Dienstag, 7. Januar 2020

Hotline Miami Review - 'Do you like hurting other people?'


Ich muss los. Ein Anruf ist eingegangen, es gibt kein Entkommen. Ein neuer Auftrag, ein neuer Level, ein neuer Drill. Maske auswählen, Zweifel beiseite schieben, Augen zu und durch. Restart. Die Neonfarben blenden mich. Restart. Der elektronische Synthesizer-Soundtrack beschallt mich. Restart. Schleich dich rein. Restart. Nein. Stürm hinein. Restart. Nein. Du musst schneller sein. Restart. Nein. Du musst klüger sein. Restart. Nein. 
Töte sie, bevor sie dich töten. Raum für Raum, Haus für Haus, Level für Level. Die gesamte russische Mafia wird fallen, früher oder später. Ich werde sie alle kriegen. Um Rache zu üben. Rache für seine Ermordung. Aber spielt das eine Rolle? Spielt in dieser Geschichte irgendetwas eine Rolle außer brutaler, kompromissloser Gewalt? Ich muss mein Tier weise wählen, denn es gibt mir Kraft. Rasmus,die Eule. Restart. Tony, der Tiger. Restart. Ted, der Hund. Restart. Ich muss sorgfältig wählen. Immer wieder. Muss probieren, muss beharrlich bleiben. Restart. Bleib dran. Hör nicht auf. Restart.

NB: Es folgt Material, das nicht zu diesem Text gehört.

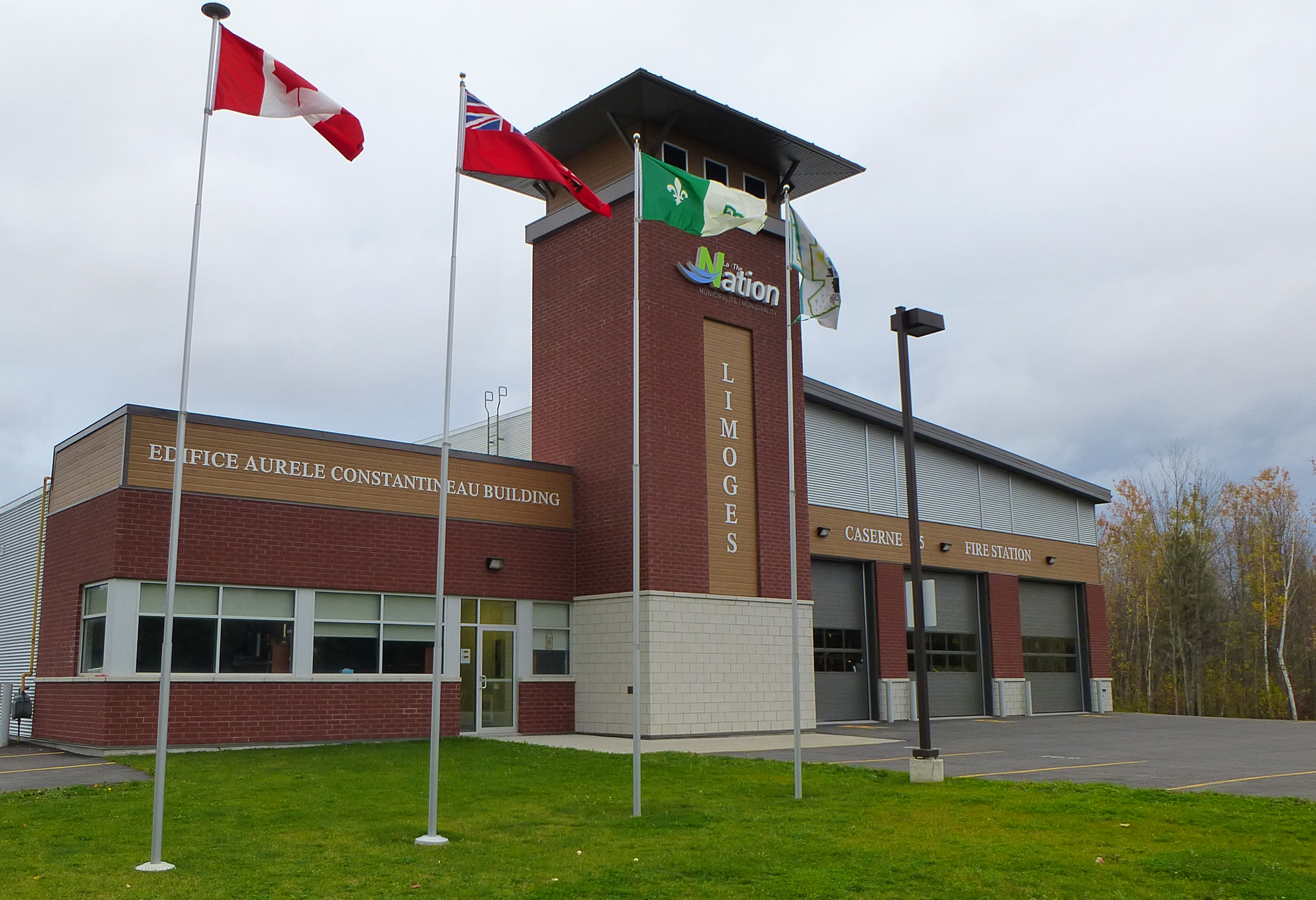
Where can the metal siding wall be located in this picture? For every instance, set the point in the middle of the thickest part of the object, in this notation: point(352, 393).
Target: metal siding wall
point(19, 529)
point(948, 487)
point(1043, 512)
point(1088, 523)
point(882, 471)
point(995, 499)
point(836, 459)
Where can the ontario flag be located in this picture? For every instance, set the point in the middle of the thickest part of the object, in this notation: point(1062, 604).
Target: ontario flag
point(254, 83)
point(493, 146)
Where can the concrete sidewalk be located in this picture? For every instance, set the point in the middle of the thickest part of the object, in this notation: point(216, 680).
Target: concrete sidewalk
point(28, 766)
point(711, 745)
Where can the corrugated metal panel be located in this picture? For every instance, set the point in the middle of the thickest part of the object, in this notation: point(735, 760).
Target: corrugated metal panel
point(19, 529)
point(514, 436)
point(837, 594)
point(1047, 610)
point(995, 499)
point(836, 456)
point(882, 471)
point(1088, 523)
point(948, 487)
point(1043, 512)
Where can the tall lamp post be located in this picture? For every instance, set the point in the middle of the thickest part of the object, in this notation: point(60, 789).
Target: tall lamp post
point(926, 765)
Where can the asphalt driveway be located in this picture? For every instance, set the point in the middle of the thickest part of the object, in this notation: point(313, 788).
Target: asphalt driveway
point(1177, 753)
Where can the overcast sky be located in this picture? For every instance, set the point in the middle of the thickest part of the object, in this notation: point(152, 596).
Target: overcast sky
point(1114, 204)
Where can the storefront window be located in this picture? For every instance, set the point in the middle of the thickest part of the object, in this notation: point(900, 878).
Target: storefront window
point(837, 651)
point(94, 627)
point(552, 622)
point(358, 633)
point(947, 653)
point(1050, 654)
point(229, 630)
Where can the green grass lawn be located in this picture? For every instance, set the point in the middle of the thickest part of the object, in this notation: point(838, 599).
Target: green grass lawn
point(338, 821)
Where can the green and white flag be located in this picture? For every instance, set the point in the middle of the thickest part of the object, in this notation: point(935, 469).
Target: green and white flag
point(695, 204)
point(820, 286)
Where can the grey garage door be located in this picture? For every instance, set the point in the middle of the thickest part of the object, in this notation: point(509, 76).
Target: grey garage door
point(954, 661)
point(1048, 618)
point(840, 642)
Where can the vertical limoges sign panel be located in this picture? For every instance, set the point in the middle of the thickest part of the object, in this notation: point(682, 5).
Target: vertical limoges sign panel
point(729, 438)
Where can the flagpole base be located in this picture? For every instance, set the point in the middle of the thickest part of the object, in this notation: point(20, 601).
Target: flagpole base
point(154, 868)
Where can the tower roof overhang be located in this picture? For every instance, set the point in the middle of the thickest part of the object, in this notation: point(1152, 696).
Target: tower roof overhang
point(641, 97)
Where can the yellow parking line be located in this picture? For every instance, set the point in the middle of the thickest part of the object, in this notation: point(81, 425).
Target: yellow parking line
point(1232, 781)
point(1055, 769)
point(49, 769)
point(975, 753)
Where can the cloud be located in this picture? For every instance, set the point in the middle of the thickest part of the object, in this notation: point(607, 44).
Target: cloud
point(1111, 203)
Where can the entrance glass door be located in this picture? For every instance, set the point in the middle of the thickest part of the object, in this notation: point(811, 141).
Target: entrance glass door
point(489, 666)
point(495, 684)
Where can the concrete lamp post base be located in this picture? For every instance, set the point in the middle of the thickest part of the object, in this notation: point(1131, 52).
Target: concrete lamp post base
point(924, 772)
point(155, 868)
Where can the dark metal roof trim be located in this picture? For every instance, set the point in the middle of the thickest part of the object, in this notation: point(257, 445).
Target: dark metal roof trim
point(644, 97)
point(623, 187)
point(154, 412)
point(853, 404)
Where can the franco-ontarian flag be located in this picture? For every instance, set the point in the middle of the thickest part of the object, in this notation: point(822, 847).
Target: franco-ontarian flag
point(820, 286)
point(695, 204)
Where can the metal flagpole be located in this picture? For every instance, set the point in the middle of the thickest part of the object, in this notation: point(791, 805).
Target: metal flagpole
point(635, 492)
point(216, 12)
point(432, 837)
point(790, 453)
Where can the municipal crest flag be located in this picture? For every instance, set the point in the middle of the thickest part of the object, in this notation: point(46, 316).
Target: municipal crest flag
point(695, 204)
point(820, 286)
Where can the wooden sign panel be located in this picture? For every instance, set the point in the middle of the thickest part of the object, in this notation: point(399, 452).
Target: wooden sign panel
point(886, 539)
point(729, 440)
point(273, 466)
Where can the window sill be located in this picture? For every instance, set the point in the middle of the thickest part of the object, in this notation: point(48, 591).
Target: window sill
point(244, 678)
point(546, 678)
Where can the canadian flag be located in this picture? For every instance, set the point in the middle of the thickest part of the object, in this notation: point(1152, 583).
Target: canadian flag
point(253, 82)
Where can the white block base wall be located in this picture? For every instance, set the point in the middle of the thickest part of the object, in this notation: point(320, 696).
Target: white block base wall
point(708, 665)
point(894, 699)
point(1103, 699)
point(1010, 696)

Es ist wie ein Spiel. Ein brutales, psychodelisches,upgefucktes Schachspiel. Ich habe nur einen König. Doch sie haben so viele Bauern. Zug um Zug muss ich sie vom Feld nehmen, doch nur ein falscher Schritt und mein König fällt. Und so ist jeder Erfolg dahin. Restart. Ich lerne. Restart. Ich werde erfahrener. Restart. Wie in einem Schachduell des Geistes nehme ich aus jeder Niederlage eine Erkenntnis für den nächsten Zug mit. Zug um Zug nehme ich ihre Bauern aus dem Spiel, lerne aber zunehmend, meinen König nicht zu verlieren. Restart. Zwei Bauern sind gefallen, doch ich habe Pech und ein Dritter findet mich. Restart. Kann ich diesen Türwächter dort vielleicht mit einem schnellen Schlag K.O. hauen und dann töten? Sein Kamerad erschießt mich. Restart. Vielleicht klaue ich erst seine Waffe und-zu langsam. Restart. Es gibt einen Weg. Es gibt eine Strategie. Und ich finde sie, durch Blut und Schweiß. Ich verinnerliche die Figurenkonstellation dieses gnadenlosen Schachfeldes und manövriere mich am Ende mit einer beinahe anmutigen Metzeleien hindurch, gestärkt durch dutzende Niederlagen. Eine große Verzögerung zwischen meinen Versuchen gibt es nicht - Kein Bedauern, kein Warten, kein Frust. Restart, Angriff. Restart, Angriff. Restart, Angriff. Restart, Angriff. Die Farben, die hypnotische Musik und die nicht endenwollende Schleife meiner Versuche, den Code zu knacken, versetzen mich in einen Rausch. Ein Rausch des Blutes, ein Rausch des Knobelns - Manchmal vergebens. Dutzende Male in der Minute scheitere ich. Restart. Restart. Restart. Restart. Restart. Restart. Restart. Restart. Restart. Restart. Restart. Restart. Restart. Restart. Restart. Restart. Restart. Restart. Restart. Restart. Restart. Restart. Restart. Restart. Restart. Restart. Restart. Restart. Restart. Restart. Restart. Restart. Restart. Restart. Restart. Restart. Restart. Restart. Restart. Restart. Restart. Restart. 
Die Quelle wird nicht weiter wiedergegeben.